5) Can you state what you’re desired thin section thickness range is? That way you could say “you can’t get beyond X thickness with this, but that’s OK since we only need to get to Y thickness for histological analysis”.

Validity of the findings

no comment

Additional comments

Thank you for writing a techniques papers. I feel these are much needed in paleontology.

·

Basic reporting

Overall, the manuscript by Heck and colleagues conforms to journal standards. The literature review is sufficient to give enough background to a non-specialist, and the writing is excellent. I do think that an additional figure is needed to show how polyester resin and epoxy perform for modern bone sections. Given the amount of space allotted to the preparation of modern bone, the lack of images from modern bone histology is surprising.

Experimental design

The design could use some refinement. My main suggestion relates to the variation in grinding pressure and quality of the section. In the revision, please address how grinding pressure was standardized or justify why it’s not an important factor.
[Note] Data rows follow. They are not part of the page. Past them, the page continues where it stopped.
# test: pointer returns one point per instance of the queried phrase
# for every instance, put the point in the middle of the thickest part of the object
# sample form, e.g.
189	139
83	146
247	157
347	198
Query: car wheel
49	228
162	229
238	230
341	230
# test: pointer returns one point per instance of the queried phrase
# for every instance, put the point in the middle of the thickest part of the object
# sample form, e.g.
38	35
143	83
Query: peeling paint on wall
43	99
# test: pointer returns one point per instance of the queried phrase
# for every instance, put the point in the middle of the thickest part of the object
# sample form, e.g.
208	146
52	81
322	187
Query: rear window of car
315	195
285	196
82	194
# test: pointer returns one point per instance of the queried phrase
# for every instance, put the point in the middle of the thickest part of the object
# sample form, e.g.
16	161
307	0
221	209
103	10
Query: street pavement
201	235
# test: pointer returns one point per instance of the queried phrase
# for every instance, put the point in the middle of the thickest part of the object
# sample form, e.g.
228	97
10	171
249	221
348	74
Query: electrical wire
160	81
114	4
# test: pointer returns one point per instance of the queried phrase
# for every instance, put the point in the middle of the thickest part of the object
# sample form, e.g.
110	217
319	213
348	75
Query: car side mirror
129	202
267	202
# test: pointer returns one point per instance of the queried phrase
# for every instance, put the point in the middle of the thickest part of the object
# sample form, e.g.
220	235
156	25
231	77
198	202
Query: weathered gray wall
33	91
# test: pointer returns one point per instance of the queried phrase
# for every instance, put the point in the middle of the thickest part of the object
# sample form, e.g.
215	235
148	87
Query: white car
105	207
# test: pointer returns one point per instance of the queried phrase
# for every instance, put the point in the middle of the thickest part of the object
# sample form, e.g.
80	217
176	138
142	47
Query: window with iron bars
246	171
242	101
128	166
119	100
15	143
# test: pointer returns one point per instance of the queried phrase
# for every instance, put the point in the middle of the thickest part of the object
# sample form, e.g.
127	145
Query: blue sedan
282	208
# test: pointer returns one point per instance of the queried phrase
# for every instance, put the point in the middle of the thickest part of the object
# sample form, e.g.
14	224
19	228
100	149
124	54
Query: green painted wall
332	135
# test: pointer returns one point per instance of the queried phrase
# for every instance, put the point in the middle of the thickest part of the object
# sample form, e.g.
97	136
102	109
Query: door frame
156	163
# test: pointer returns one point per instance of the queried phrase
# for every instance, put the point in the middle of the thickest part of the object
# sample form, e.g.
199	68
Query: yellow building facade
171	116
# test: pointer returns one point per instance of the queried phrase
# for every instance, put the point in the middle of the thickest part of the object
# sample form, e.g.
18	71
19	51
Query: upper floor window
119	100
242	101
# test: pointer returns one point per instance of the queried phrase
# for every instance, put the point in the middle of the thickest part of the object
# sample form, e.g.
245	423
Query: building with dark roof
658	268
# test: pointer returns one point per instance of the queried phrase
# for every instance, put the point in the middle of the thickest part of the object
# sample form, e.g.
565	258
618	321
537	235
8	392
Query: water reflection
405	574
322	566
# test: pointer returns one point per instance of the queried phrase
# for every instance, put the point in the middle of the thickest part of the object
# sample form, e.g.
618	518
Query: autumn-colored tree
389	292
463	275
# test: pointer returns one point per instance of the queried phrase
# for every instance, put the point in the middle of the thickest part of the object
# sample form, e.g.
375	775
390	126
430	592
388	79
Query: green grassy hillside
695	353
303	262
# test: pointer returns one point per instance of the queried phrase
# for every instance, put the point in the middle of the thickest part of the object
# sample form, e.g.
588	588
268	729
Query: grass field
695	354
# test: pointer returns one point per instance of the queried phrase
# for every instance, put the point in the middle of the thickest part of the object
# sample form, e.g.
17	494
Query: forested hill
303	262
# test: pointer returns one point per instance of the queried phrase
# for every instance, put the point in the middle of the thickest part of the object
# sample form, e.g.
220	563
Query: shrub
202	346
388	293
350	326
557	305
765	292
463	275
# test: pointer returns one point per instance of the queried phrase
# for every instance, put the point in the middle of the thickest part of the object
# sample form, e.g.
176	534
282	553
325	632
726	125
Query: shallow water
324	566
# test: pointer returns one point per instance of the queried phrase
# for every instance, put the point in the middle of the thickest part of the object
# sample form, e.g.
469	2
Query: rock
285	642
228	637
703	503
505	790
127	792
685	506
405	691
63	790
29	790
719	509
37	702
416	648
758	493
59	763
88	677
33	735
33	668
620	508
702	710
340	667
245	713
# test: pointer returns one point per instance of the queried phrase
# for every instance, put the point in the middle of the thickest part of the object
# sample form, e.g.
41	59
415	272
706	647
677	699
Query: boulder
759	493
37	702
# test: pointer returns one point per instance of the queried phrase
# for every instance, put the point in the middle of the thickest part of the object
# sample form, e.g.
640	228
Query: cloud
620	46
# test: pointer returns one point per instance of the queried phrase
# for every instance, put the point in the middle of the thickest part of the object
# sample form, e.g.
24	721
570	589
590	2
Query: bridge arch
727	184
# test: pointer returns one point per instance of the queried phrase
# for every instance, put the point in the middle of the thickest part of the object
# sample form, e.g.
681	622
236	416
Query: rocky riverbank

I’m also curious about the use of cyanoacrylate adhesive. It’s not an ideal adhesive for applications involving high shear stress (e.g., grinding sections). Two-ton epoxy has much better shear strength. However, the “confetti” artifact is a concern. My immediate thought was contamination from the starch powder used in gloves. But that would appear as round granules with the Maltese cross artifact under crossed polarizers. My second thought was that the confetti represents the slow crystallization of epoxy. If correct, you should be able to remelt them by heating the part A component of epoxy (resin) to 50 degrees C for a few hours.

Can you discuss why specimens are allowed to air dry before embedding? Trapped air in your sample causes transmitted light to scatter away from the objective lens, in effect cloaking that part of the sample. Sections with lots of trapped air need to be ground thinner to transmit enough light for imaging. And the thinner one needs to grind the section, the more likely it will peel.

Validity of the findings

The study seeks to determine the cost-effectiveness of polyester resin when used to embed fossils for undemineralized histological sectioning. The results suggest that modern and fossil bone sections can be ground thin whether they are embedded in polyester resin or epoxy. Therefore, polyester resin, as the less expensive of the two, is more cost-effective, especially when embedding large bones. I generally agree with the conclusion and can attest to the cost-effectiveness of the polyester resin as an embedding medium (I’ve used it for nearly 30 years).